Alamia infatti, è stato azionista di controllo e rappresentante legale della storica “Iinm - Internazionale Immobiliare S.p.A.”, costituita a Palermo nel 1976 e poi trasferita a Milano, allora considerata “il terzo gruppo italiano in campo immobiliare”. Questa società si è occupata dell’acquisto di grandi aziende fallite (e dei relativi pregiati terreni, resi edificabili) in Lombardia, Piemonte e Lazio, allo scopo di preordinare grandi operazioni di speculazione immobiliare ad alto tasso d’utile. Nei primi anni ’80, Alamia è stato indicato dagli indagati o coimputati Filippo Alberto Rapisarda, Rocco Remo Morgano, Gioacchino Pennino e Tullio Cannella, pur non essendo formalmente affiliato a Cosa Nostra, come uno degli imprenditori di riferimento dei mafiosi Provenzano, Riina e Ciancimino.

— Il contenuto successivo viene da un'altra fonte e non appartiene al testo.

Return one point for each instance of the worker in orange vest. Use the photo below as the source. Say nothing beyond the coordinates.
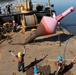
(20, 58)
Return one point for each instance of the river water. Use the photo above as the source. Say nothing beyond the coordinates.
(69, 22)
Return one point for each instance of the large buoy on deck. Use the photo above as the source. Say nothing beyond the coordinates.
(48, 25)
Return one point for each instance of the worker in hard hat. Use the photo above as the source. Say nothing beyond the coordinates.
(61, 66)
(37, 72)
(20, 58)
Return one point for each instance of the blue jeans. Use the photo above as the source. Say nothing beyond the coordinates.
(21, 64)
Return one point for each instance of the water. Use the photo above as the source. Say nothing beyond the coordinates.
(69, 22)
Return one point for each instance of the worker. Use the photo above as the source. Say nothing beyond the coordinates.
(20, 58)
(37, 72)
(61, 66)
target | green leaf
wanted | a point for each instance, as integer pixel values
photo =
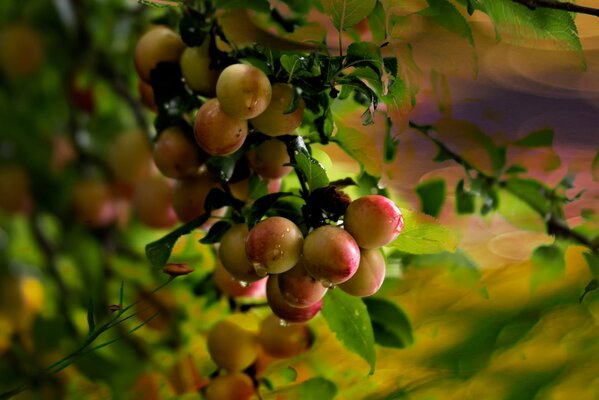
(540, 138)
(432, 196)
(443, 13)
(595, 167)
(312, 170)
(159, 251)
(347, 13)
(548, 264)
(317, 388)
(348, 318)
(391, 325)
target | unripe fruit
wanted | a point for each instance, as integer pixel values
(217, 133)
(283, 341)
(231, 347)
(21, 51)
(235, 386)
(176, 155)
(370, 274)
(273, 121)
(299, 288)
(274, 245)
(159, 44)
(232, 287)
(268, 159)
(195, 68)
(232, 254)
(94, 203)
(152, 201)
(331, 255)
(373, 221)
(282, 309)
(190, 195)
(243, 90)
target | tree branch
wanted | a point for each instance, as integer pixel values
(558, 5)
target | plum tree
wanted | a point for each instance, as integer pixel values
(274, 121)
(217, 133)
(370, 274)
(331, 255)
(283, 340)
(373, 221)
(268, 159)
(299, 288)
(232, 347)
(158, 44)
(176, 154)
(244, 91)
(195, 68)
(232, 254)
(274, 245)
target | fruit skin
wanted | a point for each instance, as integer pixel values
(195, 68)
(370, 274)
(232, 287)
(268, 159)
(331, 255)
(217, 133)
(299, 288)
(273, 121)
(158, 44)
(373, 221)
(282, 309)
(274, 245)
(232, 347)
(232, 254)
(235, 386)
(243, 90)
(177, 155)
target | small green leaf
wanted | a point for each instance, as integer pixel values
(317, 388)
(312, 170)
(432, 196)
(347, 13)
(391, 325)
(159, 251)
(348, 318)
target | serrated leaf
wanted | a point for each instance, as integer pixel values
(432, 196)
(347, 13)
(348, 318)
(160, 250)
(539, 138)
(312, 170)
(391, 325)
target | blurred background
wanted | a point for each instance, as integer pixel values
(76, 165)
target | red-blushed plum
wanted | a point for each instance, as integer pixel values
(232, 347)
(299, 288)
(157, 44)
(282, 309)
(232, 254)
(235, 386)
(195, 68)
(283, 340)
(373, 221)
(268, 159)
(232, 287)
(244, 91)
(274, 245)
(273, 121)
(152, 202)
(331, 255)
(217, 133)
(177, 155)
(370, 274)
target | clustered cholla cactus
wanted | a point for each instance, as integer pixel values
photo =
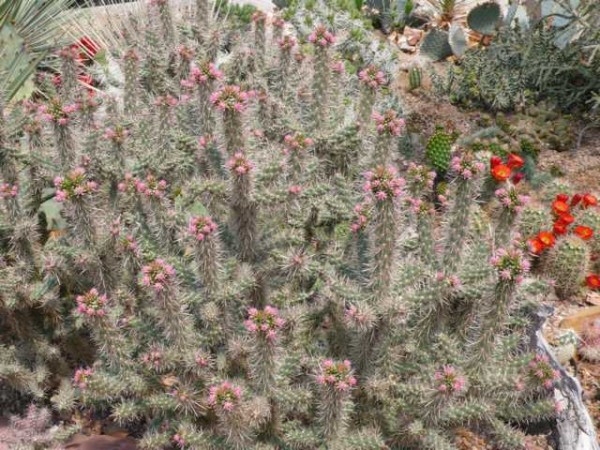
(239, 287)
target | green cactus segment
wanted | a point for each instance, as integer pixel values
(414, 78)
(567, 265)
(457, 40)
(438, 151)
(484, 18)
(435, 45)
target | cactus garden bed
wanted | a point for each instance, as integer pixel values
(226, 229)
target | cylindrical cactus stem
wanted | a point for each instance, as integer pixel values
(75, 189)
(389, 126)
(202, 20)
(207, 252)
(383, 186)
(226, 400)
(94, 308)
(466, 169)
(425, 214)
(131, 71)
(165, 106)
(260, 19)
(296, 146)
(511, 204)
(33, 131)
(286, 46)
(9, 193)
(243, 206)
(567, 264)
(336, 382)
(68, 77)
(263, 325)
(322, 39)
(362, 212)
(232, 102)
(155, 68)
(61, 116)
(116, 137)
(511, 266)
(156, 209)
(185, 56)
(8, 167)
(203, 77)
(278, 25)
(176, 324)
(371, 79)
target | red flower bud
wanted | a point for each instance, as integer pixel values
(535, 246)
(593, 281)
(559, 207)
(565, 219)
(501, 172)
(547, 239)
(518, 177)
(515, 161)
(559, 228)
(495, 161)
(583, 232)
(589, 200)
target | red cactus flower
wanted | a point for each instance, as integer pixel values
(546, 238)
(515, 161)
(501, 172)
(565, 219)
(589, 200)
(576, 199)
(495, 161)
(559, 207)
(593, 281)
(518, 177)
(559, 228)
(583, 232)
(535, 246)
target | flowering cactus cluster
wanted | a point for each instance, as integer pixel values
(237, 296)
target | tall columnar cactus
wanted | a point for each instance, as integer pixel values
(260, 39)
(231, 101)
(567, 264)
(131, 71)
(322, 40)
(466, 168)
(511, 267)
(511, 205)
(336, 382)
(75, 189)
(203, 78)
(286, 45)
(371, 79)
(68, 76)
(389, 126)
(207, 252)
(243, 205)
(61, 115)
(383, 186)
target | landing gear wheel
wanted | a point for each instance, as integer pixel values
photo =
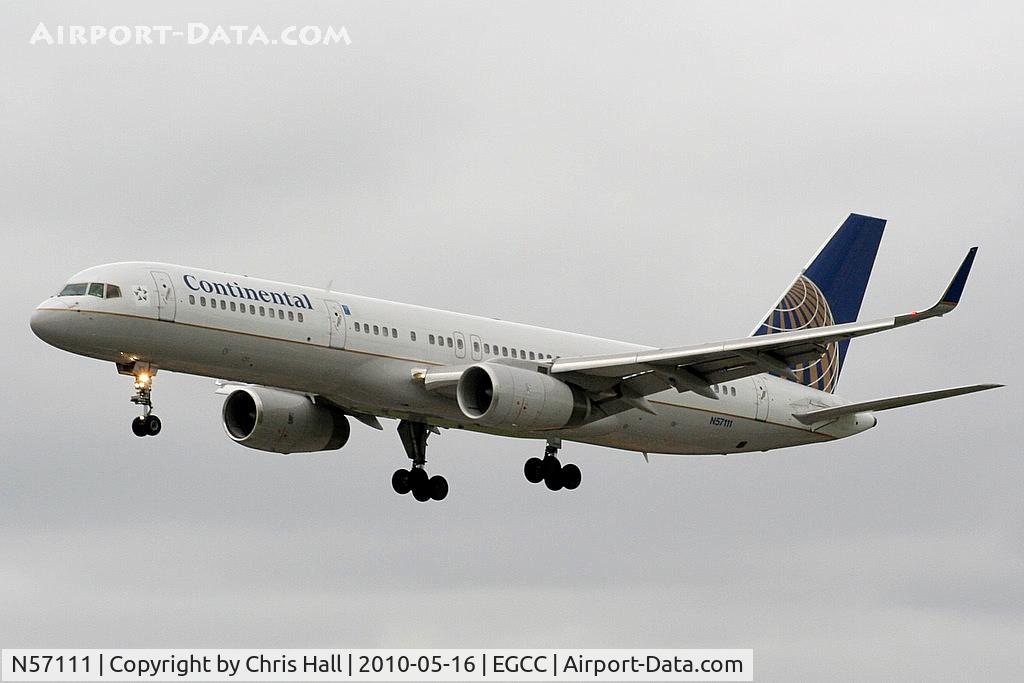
(417, 479)
(554, 480)
(550, 466)
(570, 476)
(399, 481)
(534, 469)
(438, 487)
(152, 425)
(422, 494)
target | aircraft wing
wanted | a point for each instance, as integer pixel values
(626, 378)
(890, 402)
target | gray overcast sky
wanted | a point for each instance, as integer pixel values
(650, 172)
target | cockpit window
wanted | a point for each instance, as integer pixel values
(101, 290)
(75, 289)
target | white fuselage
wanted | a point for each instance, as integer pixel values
(361, 354)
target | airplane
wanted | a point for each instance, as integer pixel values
(296, 363)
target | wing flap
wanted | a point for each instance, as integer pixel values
(890, 402)
(721, 361)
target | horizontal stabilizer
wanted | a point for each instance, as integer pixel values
(887, 403)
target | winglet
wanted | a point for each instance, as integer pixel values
(949, 298)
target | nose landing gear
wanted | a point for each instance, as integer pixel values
(554, 475)
(146, 424)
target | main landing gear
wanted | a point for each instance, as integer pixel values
(146, 424)
(554, 475)
(415, 479)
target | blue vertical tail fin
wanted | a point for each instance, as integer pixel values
(828, 291)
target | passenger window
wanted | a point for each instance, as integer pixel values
(78, 289)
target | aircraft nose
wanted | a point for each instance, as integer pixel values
(47, 321)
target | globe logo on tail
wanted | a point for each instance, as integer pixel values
(805, 306)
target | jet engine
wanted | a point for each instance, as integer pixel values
(283, 422)
(516, 398)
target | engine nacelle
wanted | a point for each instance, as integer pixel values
(505, 396)
(283, 422)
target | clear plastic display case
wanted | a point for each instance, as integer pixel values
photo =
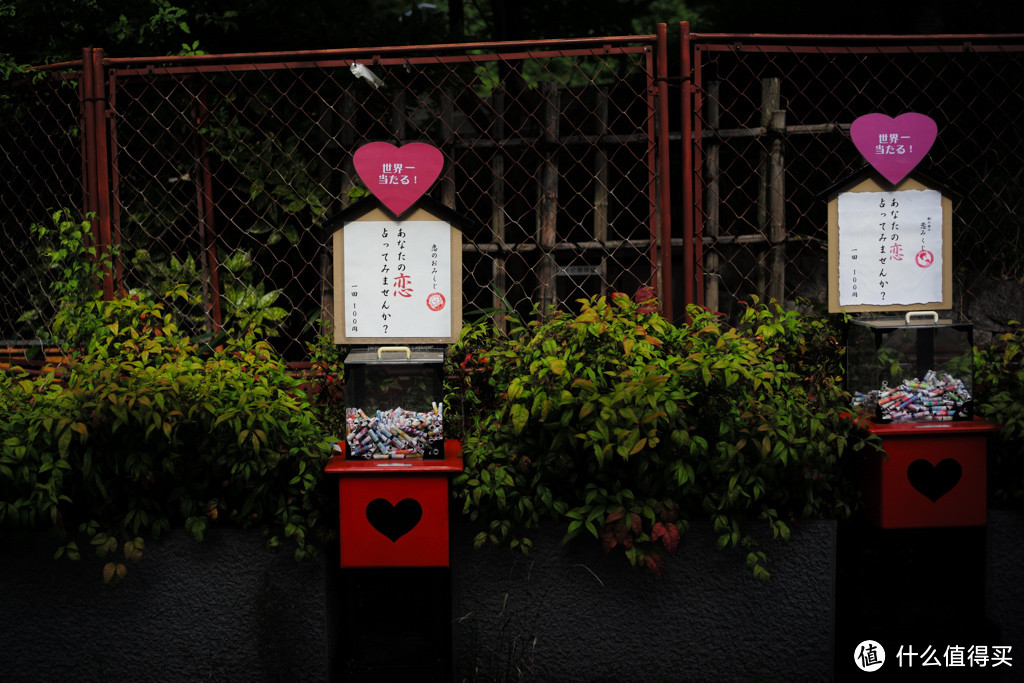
(912, 369)
(393, 402)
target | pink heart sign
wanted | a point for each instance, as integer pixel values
(894, 146)
(398, 176)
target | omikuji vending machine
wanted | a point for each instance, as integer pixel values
(908, 367)
(397, 303)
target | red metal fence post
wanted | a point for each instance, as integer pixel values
(686, 128)
(97, 201)
(665, 169)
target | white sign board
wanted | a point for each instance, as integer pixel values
(397, 281)
(890, 248)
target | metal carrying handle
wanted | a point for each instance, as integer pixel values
(931, 313)
(380, 351)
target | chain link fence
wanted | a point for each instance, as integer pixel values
(222, 174)
(770, 127)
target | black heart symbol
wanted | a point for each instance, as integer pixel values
(934, 480)
(393, 521)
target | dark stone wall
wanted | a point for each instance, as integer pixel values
(572, 614)
(229, 610)
(1004, 585)
(226, 609)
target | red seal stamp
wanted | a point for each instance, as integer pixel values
(435, 301)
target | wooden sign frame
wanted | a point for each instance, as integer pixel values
(871, 184)
(377, 214)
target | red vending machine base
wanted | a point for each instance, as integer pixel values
(935, 474)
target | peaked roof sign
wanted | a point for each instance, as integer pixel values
(398, 176)
(894, 146)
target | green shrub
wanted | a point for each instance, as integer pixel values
(144, 431)
(625, 427)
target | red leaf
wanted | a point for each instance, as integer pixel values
(636, 524)
(655, 563)
(607, 540)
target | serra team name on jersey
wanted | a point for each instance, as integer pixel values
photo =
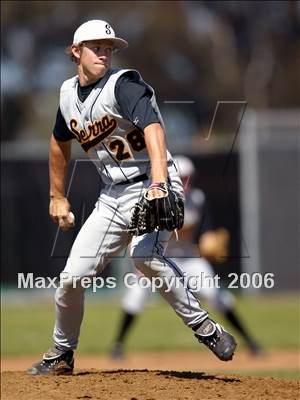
(95, 132)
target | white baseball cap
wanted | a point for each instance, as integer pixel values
(97, 29)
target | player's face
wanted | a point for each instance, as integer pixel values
(94, 59)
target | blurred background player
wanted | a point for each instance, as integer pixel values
(197, 238)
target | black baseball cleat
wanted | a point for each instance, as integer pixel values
(219, 341)
(54, 362)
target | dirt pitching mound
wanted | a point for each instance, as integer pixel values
(145, 385)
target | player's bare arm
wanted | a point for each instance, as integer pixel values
(156, 147)
(59, 206)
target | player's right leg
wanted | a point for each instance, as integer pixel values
(133, 304)
(100, 237)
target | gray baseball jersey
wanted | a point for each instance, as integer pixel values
(118, 149)
(113, 143)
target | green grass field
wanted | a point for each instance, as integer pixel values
(27, 329)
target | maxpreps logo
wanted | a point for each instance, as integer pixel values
(96, 132)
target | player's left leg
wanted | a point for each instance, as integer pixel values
(148, 254)
(217, 297)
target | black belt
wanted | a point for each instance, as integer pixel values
(136, 179)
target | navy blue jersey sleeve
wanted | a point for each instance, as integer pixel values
(61, 131)
(134, 99)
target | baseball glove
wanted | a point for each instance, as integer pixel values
(213, 245)
(160, 208)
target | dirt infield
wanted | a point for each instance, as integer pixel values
(167, 376)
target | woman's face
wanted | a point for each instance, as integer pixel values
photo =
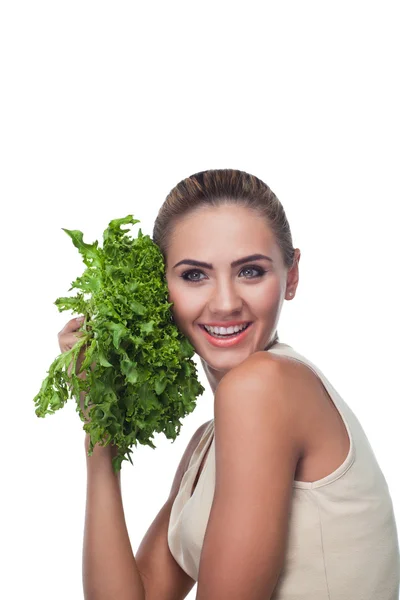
(221, 293)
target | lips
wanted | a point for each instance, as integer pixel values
(228, 340)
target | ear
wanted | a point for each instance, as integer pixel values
(293, 276)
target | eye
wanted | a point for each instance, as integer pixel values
(259, 270)
(186, 276)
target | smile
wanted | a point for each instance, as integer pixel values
(228, 340)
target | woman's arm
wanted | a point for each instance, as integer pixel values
(109, 567)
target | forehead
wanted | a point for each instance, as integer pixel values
(216, 234)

Alamia, a seguito delle dichiarazioni rese negli anni ’90 da Massimo Ciancimino, figlio dell'ex sindaco di Palermo, è stato indagato per il reato di associazione mafiosa, nell’ambito di un procedimento in cui è stato rinviato a giudizio, e successivamente condannato, Marcello Dell’Utri. Le indagini dimostrarono come Alamia avesse finanziato un’iniziativa del Rapisarda e che questa operazione fosse stata condotta con la mediazione dell’ex senatore di Fi.



In anni più recenti, rilevano nei confronti di Alamia, le dichiarazioni rese nuovamente da Massimo Ciancimino e Francesco Campanella, raccolte nell’ambito delle indagini relative alla scomparsa dell’imprenditore Antonio Maiorana e di suo figlio, avvenuta nell’agosto del 2007. All’indomani della scomparsa, l’attenzione degli investigatori si è incentrata sull’attività svolta dal Maiorana, ed è emerso come questi fosse interessato alle iniziative edilizie portate avanti da Alamia con l’appoggio di Ciancimino.